Problem set 2

Due by 02:20 PM on Friday, September 18, 2020

Welcome

Welcome to Problem Set 2! There are two “problem” exercises and one extended Stata exercise. Please note that you’ll need to submit a problem set, log file, and do-file on Blackboard. Note that there are superscripted numbers¹ throughout the page that provide additional information/suggestions to help you out.

Exercises

(2.18) In any year, the weather can inflict storm damage to a home. From year to year, the damage is random. Let $Y$ denote the dollar value of damange in any given year. Suppose that in 95% of the years, there is no damage ( $Y = 0$ ), but in 5% of the years, $Y = 20000$ .
1. What are the mean and standard deviation of the damage in any year?
2. Consider an “insurance pool” of 100 people whose homes are sufficiently dispersed so that, in any year, the damange to different homes can be viewed as inddependently distributed random variables. Let $\bar{Y}$ denote the average damage to these 100 homes in a year (i) What is $E [\bar{Y}]$ ? (i) What is the probability that $\bar{Y}$ exceeds $2000?
(3.16) Grades on a standardized test are known to have a mean of 1000 for students in the United States. The test is administered to 453 randomly selected students in Florida; in this sample, the mean is 1013 and the standard deviation ( $s$ ) is 108.
1. Construct a 95% confidence interval for the average test score for Florida students
2. Is there statistically significant evidence that Florida students perform differently than other students in the United States? How do you know?
3. Another 503 students are selected at random from Florida. They are given a 3-hour preparation course before the test is administered Their average test scores is 1019 with a standard deviation of 95.
1. First, construct a 95% confidence interval for the change in the average test score associated with the prep course.
2. Is there statistically significant evidence that the prep course helped?

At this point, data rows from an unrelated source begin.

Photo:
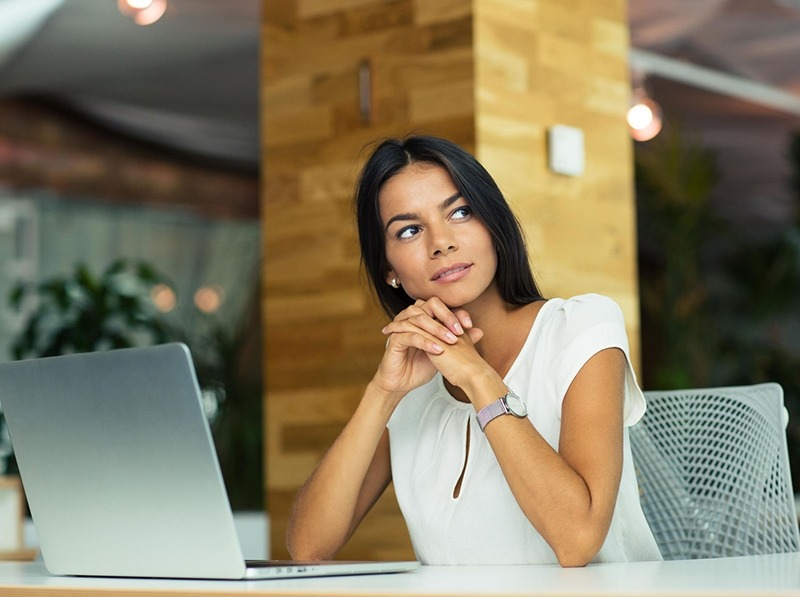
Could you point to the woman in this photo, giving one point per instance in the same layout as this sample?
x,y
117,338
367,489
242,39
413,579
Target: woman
x,y
499,416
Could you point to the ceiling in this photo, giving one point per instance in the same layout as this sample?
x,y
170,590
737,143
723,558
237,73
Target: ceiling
x,y
754,46
190,80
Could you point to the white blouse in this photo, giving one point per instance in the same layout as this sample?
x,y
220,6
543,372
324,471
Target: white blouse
x,y
484,524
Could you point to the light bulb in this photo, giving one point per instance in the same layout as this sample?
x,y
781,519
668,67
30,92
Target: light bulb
x,y
644,118
143,12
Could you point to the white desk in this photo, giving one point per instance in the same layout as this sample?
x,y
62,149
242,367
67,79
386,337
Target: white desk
x,y
754,575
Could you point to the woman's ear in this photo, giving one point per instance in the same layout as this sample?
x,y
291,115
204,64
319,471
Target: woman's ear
x,y
392,280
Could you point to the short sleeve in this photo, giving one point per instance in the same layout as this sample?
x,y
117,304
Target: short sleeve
x,y
588,324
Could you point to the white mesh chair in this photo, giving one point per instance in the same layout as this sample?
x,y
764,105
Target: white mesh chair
x,y
713,471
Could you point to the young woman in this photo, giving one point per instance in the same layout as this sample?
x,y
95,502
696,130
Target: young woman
x,y
499,416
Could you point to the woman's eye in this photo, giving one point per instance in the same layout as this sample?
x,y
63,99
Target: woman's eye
x,y
461,213
408,232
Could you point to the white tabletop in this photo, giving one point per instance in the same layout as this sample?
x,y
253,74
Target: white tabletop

For the following question, make sure you submit your do-file and log-file alongside your answers!

Download countymurders.dta to answer this question. The variable $m u r d e r s$ is the number of murders reported in the county. The variable $e x e c s$ is the number of executions that took place of people sentenced to death in the given country. Most states in the United States have the death penalty, but several do not.
1. Keep only data from the year 1996. How many counties are there in the data set? Of these, how many have zero murders. What percentage of countries have zero executions?
2. What is the largest number of murders in a county? What is the largest number of executions in a county?
3. Compute the correlation coefficient $r$ between murders and execs and describe what you find. ² Estimate the correlation coefficient between murdrate and execrate. Why do the two coefficients differ so much?
4. What are two characteristics in the data that are highly correlated with county murder rates?³ What are their correlation coefficients?
5. What is median real per-capita income?⁴
6. Generate a variable, highinc that is equal to 1 if a county has above-median real per capita income, and 0 otherwise. What is $E [r p c p e r s i n c | h i g h i n c = 0]$ ? What is $E [r p c p e r s i n c | h i g h i n c = 1]$ ?
7. Consider a two-sided hypothesis test of whether murder rates are different between counties with high (above median) vs low (below median) real per-capita personal income. Assume the two samples are independent, with equal variances.
  1. First, write a null and alternative hypothesis
  2. Use Stata to conduct the hypothesis test. What is the relevant t-statistic?⁵
  3. Can you reject the null hypothesis at the 5% level?
8. Generate a variable, perc1029, that is equal to the share of the population between the ages of 10 and 29. What is the median share of the population by county that is ages 10-29?
9. Generate a variable, young, that is equal to 1 if a county has an above-median share of the population that is age 10-29, and 0 otherwise. What is $E [p e r c 1029 | y o u n g = 0]$ ? What is $E [p e r c 1029 | y o u n g = 1]$ ?
10. Consider a two-sided hypothesis test of whether murder rates are different between states with a high (above-median) share of the population ages 10-29 versus a low share. Assume the two samples are independent, with equal variances.
  1. First, write a null and alternative hypothesis
  2. Use Stata to conduct the hypothesis test. What is the relevant t-statistic?
  3. Can you reject the null hypothesis at the 5% level?

Sources

countymurders.dta

Source: Compiled by J. Monroe Gamble for a Summer Research Opportunities Program (SROP) at Michigan State University, Summer 2014. Monroe obtained data from the U.S. Census Bureau, the FBI Uniform Crime Reports, and the Death Penalty Information Center.

See?! Neat! :) ↩︎
Remember, you can use correlate var1 var2 to look at the correlation between two variables.↩︎
If you want to look at the correlation between lots of variables, you can use correlate var1 var2 ... var99. If you want to refer to a lot of variables, an asterisk (*) can act as a “wild.” So if you use correlate var*, it you’ll receive a correlation matrix of every variable with a name that starts with “var.” If you use correlate *var*, it will give you a correlation matrix of every variable with the letters “var” somewhere in the name.↩︎
tabstat is your friend!↩︎
The help file for ttest will be useful. Here we are conducting a two-sample t-test using groups. You will want to use the highinc variable you generated earlier.↩︎

Last updated on Sep 29, 2020